CS 231: Data Structures and Algorithms (Lab Page)

Title image Project 8
Fall 2016

Trends in Word Usage

The main purpose of this project is to give you an opportunity to use your priority queue to determine which words are the most frequently used in reddit post. A second purpose is to give you the opportunity to find trends in the usage of particular words over 8 years of Reddit posts.


Tasks

  1. FindCommonWords - create a FindCommonWords class that allows you to read in a word count file and report the the most common words. There are two ways to design this class.
    1. You could use a WordCounter to read the word count file and store the word-value pairs so that you can look them up by key. Then use your PriorityQueue (PQHeap<KeyValuePair<String,Integer>>) to store the pairs and retrieve them in order from highest count to lowest count (i.e. the Comparator will need to operate on KeyValuePairs, but use the Value to do the comparison).
    2. Write code in FindCommonWords that reads in a word count file and puts the key-value pairs directly into a PQHeap.

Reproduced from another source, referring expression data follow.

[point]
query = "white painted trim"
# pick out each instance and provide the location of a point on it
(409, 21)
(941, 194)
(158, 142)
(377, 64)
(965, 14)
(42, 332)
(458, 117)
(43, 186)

    Test your class using counts_short.txt. Debug it until it works perfectly.

    Run your code on at least one set of Reddit comments and report the 10 most frequent words.

  2. FindTrends - create a FindTrends class that allows you to determine the frequency of a specific set of words in a set of words. For example, you could use command line arguments to specify the names of multiple word count files and then a set of words to search for in those files.

    Report the frequency for each word in each file. Note that it is important to report the frequency, rather than the count, because each file has a different number of words.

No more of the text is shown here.